If the system connects cats to another concept, e.g. cat paws, MPCL won’t break the connected concept insofar as the connection between the two concepts (cat <-> cat paws) is a valid connection in the agent’s subjective reality. [Cat <-> cat paws] is valid in my reality, and honing the concept of cats will only improve the concept of cat paws in my reality. By contrast, if the system mistakenly connects cat representations to arctic foxes because the model has only seen white cats so far, then MPCL will catastrophically forget what arctic foxes are as soon as it learns about other species of cats.

At the end of the day, it’s just a simple building principle. It is not very fruitful on Permuted MNIST, but I have to start somewhere :slight_smile:

Another point that I think you may find interesting is the one issued by this recent paper, where it is shown that many tasks do not suffer from catastrophic forgetting, which seems a problem mainly related to classification and related task.

Intriguing.
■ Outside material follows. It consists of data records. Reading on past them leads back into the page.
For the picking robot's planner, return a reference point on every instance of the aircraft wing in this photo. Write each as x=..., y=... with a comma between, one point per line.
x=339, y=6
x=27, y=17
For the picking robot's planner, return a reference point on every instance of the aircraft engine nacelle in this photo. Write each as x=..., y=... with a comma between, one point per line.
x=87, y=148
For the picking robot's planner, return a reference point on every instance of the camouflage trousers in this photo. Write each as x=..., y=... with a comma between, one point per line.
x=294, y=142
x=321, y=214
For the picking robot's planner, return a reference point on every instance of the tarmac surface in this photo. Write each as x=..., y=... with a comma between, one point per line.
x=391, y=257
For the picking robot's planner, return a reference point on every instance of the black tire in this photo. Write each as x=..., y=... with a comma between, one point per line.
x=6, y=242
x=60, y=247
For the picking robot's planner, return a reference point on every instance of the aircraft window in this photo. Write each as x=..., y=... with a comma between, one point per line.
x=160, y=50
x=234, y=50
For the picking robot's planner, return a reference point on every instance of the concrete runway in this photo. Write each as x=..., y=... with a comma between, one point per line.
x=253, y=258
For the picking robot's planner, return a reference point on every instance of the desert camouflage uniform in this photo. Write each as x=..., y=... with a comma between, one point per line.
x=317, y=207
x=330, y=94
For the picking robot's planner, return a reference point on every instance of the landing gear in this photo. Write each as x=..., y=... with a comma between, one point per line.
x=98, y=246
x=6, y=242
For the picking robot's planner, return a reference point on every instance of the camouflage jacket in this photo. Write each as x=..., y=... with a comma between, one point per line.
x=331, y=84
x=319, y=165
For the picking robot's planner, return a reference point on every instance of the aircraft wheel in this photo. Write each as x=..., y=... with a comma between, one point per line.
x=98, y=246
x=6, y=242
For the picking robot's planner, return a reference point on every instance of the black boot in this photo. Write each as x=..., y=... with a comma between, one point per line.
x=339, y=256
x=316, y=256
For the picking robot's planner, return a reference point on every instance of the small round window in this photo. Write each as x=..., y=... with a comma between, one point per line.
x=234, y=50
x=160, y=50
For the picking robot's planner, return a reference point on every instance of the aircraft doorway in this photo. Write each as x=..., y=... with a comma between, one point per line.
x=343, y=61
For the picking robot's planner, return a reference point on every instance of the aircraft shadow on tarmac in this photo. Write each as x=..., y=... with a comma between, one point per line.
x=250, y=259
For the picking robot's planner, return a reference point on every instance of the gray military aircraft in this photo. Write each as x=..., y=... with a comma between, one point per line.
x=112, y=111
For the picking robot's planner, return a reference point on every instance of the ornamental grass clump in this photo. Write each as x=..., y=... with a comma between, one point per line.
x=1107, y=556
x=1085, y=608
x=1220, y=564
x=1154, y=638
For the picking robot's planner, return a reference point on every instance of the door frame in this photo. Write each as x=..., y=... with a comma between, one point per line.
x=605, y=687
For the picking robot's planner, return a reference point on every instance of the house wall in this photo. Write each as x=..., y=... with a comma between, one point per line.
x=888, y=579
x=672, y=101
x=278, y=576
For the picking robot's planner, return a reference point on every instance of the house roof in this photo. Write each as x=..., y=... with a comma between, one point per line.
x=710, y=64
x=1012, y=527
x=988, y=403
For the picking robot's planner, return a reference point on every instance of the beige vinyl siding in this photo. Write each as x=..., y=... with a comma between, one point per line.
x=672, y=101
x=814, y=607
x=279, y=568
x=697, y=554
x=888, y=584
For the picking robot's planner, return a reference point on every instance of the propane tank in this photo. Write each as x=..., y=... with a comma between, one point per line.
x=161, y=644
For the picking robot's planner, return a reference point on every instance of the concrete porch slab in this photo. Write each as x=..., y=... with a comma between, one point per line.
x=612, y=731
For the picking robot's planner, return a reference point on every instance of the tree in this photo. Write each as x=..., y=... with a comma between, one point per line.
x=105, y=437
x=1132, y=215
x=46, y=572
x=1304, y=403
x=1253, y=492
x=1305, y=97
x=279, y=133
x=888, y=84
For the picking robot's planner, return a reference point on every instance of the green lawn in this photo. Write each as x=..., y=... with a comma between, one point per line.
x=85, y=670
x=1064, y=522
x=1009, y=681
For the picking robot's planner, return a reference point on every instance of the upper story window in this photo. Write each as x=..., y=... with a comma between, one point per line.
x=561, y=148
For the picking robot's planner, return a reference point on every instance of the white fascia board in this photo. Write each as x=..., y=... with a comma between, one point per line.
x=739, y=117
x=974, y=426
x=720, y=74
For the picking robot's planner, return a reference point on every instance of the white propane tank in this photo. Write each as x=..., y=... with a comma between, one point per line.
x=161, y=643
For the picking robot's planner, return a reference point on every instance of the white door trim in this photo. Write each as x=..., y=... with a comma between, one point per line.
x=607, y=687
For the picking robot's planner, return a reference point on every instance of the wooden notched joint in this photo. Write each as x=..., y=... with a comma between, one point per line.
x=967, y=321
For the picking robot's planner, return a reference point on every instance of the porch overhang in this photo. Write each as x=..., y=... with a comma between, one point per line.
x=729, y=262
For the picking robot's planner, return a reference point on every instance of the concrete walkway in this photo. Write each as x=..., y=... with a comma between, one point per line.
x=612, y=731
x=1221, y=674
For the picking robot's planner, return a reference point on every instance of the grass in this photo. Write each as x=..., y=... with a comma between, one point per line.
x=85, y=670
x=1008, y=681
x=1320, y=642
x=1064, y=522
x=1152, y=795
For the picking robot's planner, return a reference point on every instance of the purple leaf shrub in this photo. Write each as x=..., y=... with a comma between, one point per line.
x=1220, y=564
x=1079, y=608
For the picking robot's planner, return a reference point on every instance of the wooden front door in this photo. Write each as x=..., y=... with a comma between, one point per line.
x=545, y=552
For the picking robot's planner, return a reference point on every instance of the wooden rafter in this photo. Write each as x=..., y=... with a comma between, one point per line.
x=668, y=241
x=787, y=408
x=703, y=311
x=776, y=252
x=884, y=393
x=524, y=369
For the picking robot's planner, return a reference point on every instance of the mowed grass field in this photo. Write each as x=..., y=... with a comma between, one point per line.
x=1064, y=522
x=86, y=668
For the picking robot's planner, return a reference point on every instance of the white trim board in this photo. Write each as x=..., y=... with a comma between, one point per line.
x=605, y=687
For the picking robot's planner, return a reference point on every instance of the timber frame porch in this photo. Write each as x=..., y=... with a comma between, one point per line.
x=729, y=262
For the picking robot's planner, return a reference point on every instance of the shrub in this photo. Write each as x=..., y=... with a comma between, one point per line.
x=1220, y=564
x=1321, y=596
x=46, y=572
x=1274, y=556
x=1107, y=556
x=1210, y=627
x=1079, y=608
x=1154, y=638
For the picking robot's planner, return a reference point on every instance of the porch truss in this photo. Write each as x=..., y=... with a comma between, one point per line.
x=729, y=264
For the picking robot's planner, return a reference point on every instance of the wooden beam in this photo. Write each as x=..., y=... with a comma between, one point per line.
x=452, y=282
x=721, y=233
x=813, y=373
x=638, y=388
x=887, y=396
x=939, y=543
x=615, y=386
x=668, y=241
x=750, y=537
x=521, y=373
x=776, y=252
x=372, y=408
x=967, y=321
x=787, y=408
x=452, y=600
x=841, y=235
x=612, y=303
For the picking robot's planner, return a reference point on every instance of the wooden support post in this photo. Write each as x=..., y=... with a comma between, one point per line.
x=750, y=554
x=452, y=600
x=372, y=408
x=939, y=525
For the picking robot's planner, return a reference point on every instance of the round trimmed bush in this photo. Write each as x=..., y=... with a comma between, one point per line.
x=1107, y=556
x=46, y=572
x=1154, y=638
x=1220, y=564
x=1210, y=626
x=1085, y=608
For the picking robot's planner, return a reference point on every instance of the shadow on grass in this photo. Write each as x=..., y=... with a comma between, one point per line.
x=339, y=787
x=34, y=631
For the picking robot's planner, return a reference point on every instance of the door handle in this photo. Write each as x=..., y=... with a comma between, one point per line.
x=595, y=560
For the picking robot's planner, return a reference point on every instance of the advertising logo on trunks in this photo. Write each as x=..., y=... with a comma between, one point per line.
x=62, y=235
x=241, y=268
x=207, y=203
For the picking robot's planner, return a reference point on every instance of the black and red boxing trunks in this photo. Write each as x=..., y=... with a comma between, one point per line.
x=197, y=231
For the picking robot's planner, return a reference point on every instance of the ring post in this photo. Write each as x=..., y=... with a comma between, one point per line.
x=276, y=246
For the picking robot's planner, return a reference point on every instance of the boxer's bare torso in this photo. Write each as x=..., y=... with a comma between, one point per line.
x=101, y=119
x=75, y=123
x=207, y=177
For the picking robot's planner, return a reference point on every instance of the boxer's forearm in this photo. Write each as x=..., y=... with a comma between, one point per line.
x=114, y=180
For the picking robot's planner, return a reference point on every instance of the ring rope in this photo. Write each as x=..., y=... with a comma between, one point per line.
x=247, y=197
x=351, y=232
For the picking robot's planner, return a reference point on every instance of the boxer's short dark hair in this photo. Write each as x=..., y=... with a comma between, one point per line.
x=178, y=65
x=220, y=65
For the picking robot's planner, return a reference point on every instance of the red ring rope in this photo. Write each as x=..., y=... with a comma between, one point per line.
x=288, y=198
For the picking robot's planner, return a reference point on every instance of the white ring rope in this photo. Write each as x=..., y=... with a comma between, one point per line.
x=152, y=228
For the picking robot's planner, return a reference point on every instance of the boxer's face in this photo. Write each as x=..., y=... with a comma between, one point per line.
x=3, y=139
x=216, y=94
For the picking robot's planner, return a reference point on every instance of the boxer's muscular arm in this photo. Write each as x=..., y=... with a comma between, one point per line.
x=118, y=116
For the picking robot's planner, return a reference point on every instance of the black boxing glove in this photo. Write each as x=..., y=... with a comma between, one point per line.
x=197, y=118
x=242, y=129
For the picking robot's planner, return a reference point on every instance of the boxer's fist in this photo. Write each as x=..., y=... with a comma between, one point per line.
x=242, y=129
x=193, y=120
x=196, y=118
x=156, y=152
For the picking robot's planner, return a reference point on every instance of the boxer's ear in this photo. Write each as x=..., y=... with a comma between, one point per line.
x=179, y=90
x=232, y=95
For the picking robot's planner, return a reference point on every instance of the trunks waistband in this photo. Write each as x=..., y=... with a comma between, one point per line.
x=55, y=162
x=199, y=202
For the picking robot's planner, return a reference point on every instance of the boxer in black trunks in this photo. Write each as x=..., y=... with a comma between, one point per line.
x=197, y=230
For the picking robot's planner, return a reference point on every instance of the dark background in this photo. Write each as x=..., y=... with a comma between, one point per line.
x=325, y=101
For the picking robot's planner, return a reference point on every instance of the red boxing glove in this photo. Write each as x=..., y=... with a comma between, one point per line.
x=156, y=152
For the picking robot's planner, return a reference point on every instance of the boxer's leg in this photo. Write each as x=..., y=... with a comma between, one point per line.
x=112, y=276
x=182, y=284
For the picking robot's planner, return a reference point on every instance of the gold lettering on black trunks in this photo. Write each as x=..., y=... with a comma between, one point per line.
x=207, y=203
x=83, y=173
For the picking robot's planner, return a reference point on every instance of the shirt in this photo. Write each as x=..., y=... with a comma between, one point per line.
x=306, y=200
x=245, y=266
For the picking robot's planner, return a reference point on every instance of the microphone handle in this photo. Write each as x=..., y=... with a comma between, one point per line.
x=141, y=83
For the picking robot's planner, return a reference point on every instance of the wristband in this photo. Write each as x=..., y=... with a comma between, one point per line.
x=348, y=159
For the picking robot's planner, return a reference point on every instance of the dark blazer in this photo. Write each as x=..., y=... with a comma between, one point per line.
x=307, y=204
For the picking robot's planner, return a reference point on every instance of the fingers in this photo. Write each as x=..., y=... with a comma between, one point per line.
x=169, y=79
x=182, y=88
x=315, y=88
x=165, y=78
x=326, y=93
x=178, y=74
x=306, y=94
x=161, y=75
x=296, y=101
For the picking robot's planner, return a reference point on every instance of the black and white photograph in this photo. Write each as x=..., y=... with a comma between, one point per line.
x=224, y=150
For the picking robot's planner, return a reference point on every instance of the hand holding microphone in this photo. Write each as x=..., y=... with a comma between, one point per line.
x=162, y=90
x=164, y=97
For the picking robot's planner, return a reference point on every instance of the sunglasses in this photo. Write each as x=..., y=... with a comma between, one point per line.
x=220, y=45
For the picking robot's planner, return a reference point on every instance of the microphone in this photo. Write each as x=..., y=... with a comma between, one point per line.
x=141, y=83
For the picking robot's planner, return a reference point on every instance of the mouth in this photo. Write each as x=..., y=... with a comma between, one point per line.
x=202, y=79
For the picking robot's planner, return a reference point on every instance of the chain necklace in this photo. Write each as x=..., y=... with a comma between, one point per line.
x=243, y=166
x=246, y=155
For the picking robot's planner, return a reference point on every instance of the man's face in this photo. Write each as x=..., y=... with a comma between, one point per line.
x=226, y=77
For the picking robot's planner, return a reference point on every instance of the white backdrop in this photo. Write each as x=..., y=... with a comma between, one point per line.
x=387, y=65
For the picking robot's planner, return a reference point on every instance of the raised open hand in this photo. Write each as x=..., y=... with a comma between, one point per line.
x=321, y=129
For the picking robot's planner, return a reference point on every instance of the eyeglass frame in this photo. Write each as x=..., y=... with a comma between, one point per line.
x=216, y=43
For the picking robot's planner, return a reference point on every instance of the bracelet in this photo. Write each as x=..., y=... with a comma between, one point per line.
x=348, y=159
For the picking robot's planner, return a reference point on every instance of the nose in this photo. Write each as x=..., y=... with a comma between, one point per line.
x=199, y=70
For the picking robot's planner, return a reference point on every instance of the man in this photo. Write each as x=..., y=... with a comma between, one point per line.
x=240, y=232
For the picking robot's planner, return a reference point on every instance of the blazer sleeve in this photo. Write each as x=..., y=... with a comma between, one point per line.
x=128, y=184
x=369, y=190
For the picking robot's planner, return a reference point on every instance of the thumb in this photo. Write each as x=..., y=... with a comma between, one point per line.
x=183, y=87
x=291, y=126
I left a comment on the YouTube video a couple weeks ago (ContinualAI RG: "Does Continual Learning = Catastrophic Forgetting?" - YouTube).

Yes. Numenta’s work is a good example. They occasionally review continual learning papers on their youtube channel.

There’s room for less destructive optimization algorithms. For instance, nudging one weight at a time isn’t performing too bad as far as I can remember, and not as slow as people might think. But if the objective function is to do well on the task at hand, and only on the task at hand, we can’t blame the optimization algorithm for reaching the objective. Without replay or ensembles, there must be something in the objective designed to mitigate forgetting. I don’t think the optimization algorithm can do all the heavy lifting.